全国の進んだ公契約条例では、設計労務単価の8割と決めているところがたくさんあるわけで、そうした先進事例をしっかり研究する必要があるのではないか。
国会図書館が全国の公契約条例を整理している。全国の公契約条例の取り組み状況と、報酬の下限を決めているところはどのぐらいあるか。具体的にどういう決め方をしているか。
【労働課長】
国会図書館のリファレンスということで、論題としては「公契約条例の現状」というレポートが作成されている。そちらについては、県・市町村・特別区含め、47自治体で公契約条例が制定されている。そのうち、賃金条項が設けられているのが21自治体となっている。下限額の決め方としては、労務単価をベースにするもの、地域別最低賃金をベースとするもの、生活保護水準、実態給与というさまざまな自治体の条件に応じて制定されている。ただ、賃金条項を設定されているのは、都道府県レベルではまだない。
【斉藤委員】
都道府県レベルで賃金条項が盛り込まれていないというところに限界と問題点がある。
市区町村といっても、政令市でもすでにやられており、川崎市や相模原市など、岩手県より人口の多いところでもやっている。だから、成果のあるところで、岩手県も先駆的に盛り込むぐらいのことをやらなかったら、何のための幸福かということになる。
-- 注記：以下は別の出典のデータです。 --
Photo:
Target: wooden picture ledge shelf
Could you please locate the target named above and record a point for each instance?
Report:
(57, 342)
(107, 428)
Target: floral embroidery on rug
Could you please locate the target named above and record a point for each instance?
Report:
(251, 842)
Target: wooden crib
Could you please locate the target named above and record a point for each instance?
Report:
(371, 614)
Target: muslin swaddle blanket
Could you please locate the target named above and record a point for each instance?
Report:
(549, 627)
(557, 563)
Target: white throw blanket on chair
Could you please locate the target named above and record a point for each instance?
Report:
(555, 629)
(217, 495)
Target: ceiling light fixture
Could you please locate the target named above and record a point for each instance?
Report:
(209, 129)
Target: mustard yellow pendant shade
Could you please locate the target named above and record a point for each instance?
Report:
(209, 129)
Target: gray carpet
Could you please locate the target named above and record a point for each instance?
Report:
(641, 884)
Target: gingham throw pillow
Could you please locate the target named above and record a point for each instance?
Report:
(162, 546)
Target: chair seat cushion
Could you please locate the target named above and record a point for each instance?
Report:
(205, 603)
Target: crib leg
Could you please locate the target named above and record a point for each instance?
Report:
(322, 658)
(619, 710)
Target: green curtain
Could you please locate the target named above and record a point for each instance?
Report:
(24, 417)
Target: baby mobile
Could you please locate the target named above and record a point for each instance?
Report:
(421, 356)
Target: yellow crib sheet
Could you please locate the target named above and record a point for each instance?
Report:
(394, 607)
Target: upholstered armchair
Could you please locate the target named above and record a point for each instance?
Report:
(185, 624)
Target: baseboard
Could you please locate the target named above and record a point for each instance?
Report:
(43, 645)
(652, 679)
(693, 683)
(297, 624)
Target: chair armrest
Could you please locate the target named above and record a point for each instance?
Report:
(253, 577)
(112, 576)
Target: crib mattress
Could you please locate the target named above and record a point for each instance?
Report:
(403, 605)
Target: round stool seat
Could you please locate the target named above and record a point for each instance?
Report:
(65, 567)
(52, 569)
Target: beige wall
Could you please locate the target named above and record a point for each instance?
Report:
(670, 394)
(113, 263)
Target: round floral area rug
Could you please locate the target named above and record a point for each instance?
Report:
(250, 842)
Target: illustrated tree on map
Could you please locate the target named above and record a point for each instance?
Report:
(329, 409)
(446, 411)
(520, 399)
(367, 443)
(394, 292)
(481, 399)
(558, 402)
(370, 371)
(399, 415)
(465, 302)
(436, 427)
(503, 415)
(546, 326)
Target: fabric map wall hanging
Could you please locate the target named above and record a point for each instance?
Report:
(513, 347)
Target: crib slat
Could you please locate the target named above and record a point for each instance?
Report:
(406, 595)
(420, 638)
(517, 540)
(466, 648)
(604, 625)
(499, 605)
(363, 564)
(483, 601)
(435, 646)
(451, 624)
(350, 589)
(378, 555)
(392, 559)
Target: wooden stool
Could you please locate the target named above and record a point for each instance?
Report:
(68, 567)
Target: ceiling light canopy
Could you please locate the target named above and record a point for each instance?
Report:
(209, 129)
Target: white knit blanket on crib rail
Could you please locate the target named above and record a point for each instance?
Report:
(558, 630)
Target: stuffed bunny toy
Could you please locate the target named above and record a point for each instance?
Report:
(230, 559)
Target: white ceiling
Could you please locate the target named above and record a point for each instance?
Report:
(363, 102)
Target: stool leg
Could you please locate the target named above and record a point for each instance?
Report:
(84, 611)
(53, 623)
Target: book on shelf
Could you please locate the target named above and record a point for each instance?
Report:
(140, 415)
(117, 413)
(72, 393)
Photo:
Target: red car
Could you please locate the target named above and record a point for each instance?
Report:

岩手県の契約に関する条例の基本理念に「適正な労働条件の確保」とある。適正な労働条件の確保がされていないことを具体的に指摘したので、条例の基本理念からいっても、適正な労働条件の確保をどう実現していくか。全国の実例もあるとすれば、それを盛り込むというのは当然ではないか。
委託関係でいくと、これは本当に低額で落札する例が岩手でもかなりあった。これも、きちんとした基準・下限を示してやらないと、結局は業者と労働者にしわ寄せがいってしまう。そういう意味で、岩手県が発注する事業で、ワーキングプアをつくってはならない。この立場が大切ではないか。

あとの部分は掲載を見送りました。